The Rite of Election is attended both by those who are preparing for baptism into the Catholic Church and those who have already been baptised in another Christian denomination and now want to be received into the Catholic Church.
3,931 individuals participated in the Rite of Election at Catholic cathedrals in 2011, representing an increase of 14% on the 2010 total of 3,450. Numbers varied significantly by diocese, with a notable concentration in and around London. Westminster recorded most attendances (829), followed by Southwark (517) and Brentwood (362).
These statistics apparently exclude attendances at the Rite of Election held in parish churches. In some dioceses the distance between parish churches and cathedrals precludes everybody preparing to become a Catholic from being present at the gathering in the cathedral. This means that liturgies will also have taken place in some parish churches.
In addition, and for the first time, 795 individuals attended the Rite of Election in cathedrals who plan to join the Personal Ordinariate of Our Lady of Walsingham, set up by Pope Benedict XVI to accommodate disaffected Anglicans.

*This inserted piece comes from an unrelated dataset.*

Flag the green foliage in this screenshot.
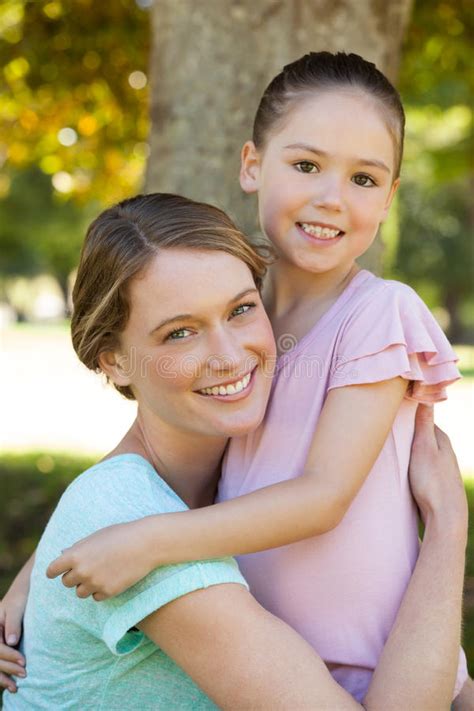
[0,168,91,291]
[0,0,149,203]
[0,452,94,596]
[387,0,474,340]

The Diocese of Brentwood heads this Ordinariate list (with 240), followed by Southwark (167) and Birmingham (100). Eleven of the 22 dioceses, predominantly in northern England and Wales, had no people joining the Ordinariate who were present at the Rite of Election.
Total receptions into the Ordinariate are estimated by the Bishops’ Conference at 900, including 61 former Anglican clergy (besides the five who have already been ordained as Catholic priests). They will be received into the Catholic Church during Holy Week, whereas those not preparing to join the Ordinariate will be received at Easter.

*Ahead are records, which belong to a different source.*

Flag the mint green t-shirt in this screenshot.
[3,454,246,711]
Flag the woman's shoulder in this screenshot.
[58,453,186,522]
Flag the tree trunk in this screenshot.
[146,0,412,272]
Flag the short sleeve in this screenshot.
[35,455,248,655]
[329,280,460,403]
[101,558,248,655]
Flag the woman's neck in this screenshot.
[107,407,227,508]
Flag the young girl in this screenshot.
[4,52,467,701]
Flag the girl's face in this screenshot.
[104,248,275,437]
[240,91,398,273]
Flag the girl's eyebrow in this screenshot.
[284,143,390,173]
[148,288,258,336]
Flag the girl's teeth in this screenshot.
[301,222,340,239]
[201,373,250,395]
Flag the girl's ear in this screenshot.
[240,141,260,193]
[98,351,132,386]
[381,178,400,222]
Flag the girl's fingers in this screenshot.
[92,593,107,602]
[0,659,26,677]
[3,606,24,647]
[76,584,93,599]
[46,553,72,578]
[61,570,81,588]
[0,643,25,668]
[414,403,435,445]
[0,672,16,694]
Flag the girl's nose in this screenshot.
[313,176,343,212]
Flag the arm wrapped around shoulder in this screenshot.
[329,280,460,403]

Some of the Catholic media’s reporting of these forthcoming receptions has been a little over-hyped, not least the headline in The Universe for 20 March which proclaims: ‘Thousands of Anglicans set to join with the faith at Easter’.
These receptions are, of course, a tiny fraction of the Catholic population of England and Wales (see Siobhan McAndrew’s post at http://www.brin.ac.uk/news/?p=609 for Catholic statistics in general).
Also, there are counterbalancing losses from Roman Catholicism, both lapsation to the ‘outside world’ and conversion to other denominations (including a trickle of Catholic laity and even priests to the Church of England).